A few years ago, several of us began wondering if there was a way Google technologies could improve the DR screening process, specifically by taking advantage of recent advances in Machine Learning and Computer Vision. In “Development and Validation of a Deep Learning Algorithm for Detection of Diabetic Retinopathy in Retinal Fundus Photographs“, published today in JAMA, we present a deep learning algorithm capable of interpreting signs of DR in retinal photographs, potentially helping doctors screen more patients in settings with limited resources.

One of the most common ways to detect diabetic eye disease is to have a specialist examine pictures of the back of the eye (Figure 1) and rate them for disease presence and severity. Severity is determined by the type of lesions present (e.g. microaneurysms, hemorrhages, hard exudates, etc), which are indicative of bleeding and fluid leakage in the eye. Interpreting these photographs requires specialized training, and in many regions of the world there aren’t enough qualified graders to screen everyone who is at risk.

Working closely with doctors both in India and the US, we created a development dataset of 128,000 images which were each evaluated by 3-7 ophthalmologists from a panel of 54 ophthalmologists. This dataset was used to train a deep neural network to detect referable diabetic retinopathy. We then tested the algorithm’s performance on two separate clinical validation sets totalling ~12,000 images, with the majority decision of a panel 7 or 8 U.S. board-certified ophthalmologists serving as the reference standard. The ophthalmologists selected for the validation sets were the ones that showed high consistency from the original group of 54 doctors.

Performance of both the algorithm and the ophthalmologists on a 9,963-image validation set are shown in Figure 2.

Diabetic Eye Disease
Figure 2. Performance of the algorithm (black curve) and eight ophthalmologists (colored dots) for the presence of referable diabetic retinopathy (moderate or worse diabetic retinopathy or referable diabetic macular edema) on a validation set consisting of 9963 images. The black diamonds on the graph correspond to the sensitivity and specificity of the algorithm at the high sensitivity and high specificity operating points.

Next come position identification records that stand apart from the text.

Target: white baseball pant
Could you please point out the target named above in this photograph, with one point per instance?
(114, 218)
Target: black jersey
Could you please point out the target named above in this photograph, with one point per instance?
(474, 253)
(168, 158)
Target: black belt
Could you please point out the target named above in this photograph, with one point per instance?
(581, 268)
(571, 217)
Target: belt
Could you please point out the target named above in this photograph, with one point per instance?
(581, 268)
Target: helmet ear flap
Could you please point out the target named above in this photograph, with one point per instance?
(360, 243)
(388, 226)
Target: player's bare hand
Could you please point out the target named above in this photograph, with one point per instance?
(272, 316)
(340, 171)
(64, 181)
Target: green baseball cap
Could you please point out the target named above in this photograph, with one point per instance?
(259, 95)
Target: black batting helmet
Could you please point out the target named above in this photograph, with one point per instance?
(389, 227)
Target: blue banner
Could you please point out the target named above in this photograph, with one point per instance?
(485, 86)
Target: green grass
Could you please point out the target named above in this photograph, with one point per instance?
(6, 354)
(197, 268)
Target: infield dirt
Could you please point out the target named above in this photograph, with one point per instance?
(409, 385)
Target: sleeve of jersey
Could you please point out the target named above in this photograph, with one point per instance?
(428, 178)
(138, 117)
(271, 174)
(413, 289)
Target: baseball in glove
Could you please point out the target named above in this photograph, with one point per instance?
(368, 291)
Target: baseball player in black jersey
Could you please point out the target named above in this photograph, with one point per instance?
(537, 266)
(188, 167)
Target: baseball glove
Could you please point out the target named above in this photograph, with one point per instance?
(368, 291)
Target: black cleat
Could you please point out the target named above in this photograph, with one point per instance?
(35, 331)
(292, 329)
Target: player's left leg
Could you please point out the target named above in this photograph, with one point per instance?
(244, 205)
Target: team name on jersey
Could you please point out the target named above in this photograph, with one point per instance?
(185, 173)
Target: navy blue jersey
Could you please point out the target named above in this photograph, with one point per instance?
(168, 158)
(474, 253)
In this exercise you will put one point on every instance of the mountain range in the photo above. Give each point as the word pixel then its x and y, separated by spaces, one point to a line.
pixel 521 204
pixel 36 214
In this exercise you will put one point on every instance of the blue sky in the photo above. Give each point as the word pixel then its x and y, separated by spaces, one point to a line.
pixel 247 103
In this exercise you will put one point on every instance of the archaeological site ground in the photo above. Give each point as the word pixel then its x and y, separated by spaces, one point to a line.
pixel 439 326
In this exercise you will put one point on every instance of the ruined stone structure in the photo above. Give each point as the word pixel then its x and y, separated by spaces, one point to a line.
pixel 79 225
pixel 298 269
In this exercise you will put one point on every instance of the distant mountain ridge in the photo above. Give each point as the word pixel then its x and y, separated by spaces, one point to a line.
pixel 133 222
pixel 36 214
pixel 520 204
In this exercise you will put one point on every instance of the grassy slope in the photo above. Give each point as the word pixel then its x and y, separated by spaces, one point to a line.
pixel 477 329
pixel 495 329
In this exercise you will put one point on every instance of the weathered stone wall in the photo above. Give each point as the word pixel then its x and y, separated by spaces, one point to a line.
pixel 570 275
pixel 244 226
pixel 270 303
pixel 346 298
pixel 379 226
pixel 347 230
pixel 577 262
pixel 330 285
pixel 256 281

The results show that our algorithm’s performance is on-par with that of ophthalmologists. For example, on the validation set described in Figure 2, the algorithm has a F-score (combinedsensitivity and specificity metric, with max=1) of 0.95, which is slightly better than the median F-score of the 8 ophthalmologists we consulted (measured at 0.91).

These are exciting results, but there is still a lot of work to do. First, while the conventional quality measures we used to assess our algorithm are encouraging, we are working with retinal specialists to define even more robust reference standards that can be used to quantify performance. Furthermore, interpretation of a 2D fundus photograph, which we demonstrate in this paper, is only one part in a multi-step process that leads to a diagnosis for diabetic eye disease. In some cases, doctors use a 3D imaging technology, Optical Coherence Tomography (OCT), to examine various layers of a retina in detail. Applying machine learning to this 3D imaging modality is already underway, led by our colleagues at DeepMind. In the future, these two complementary methods might be used together to assist doctors in the diagnosis of a wide spectrum of eye diseases.

Automated DR screening methods with high accuracy have the strong potential to assist doctors in evaluating more patients and quickly routing those who need help to a specialist. We are working with doctors and researchers to study the entire process of screening in settings around the world, in the hopes that we can integrate our methods into clinical workflow in a manner that is maximally beneficial. Finally, we are working with the FDA and other regulatory agencies to further evaluate these technologies in clinical studies.

Given the many recent advances in deep learning, we hope our study will be just one of many compelling examples to come demonstrating the ability of machine learning to help solve important problems in medical imaging in healthcare more broadly.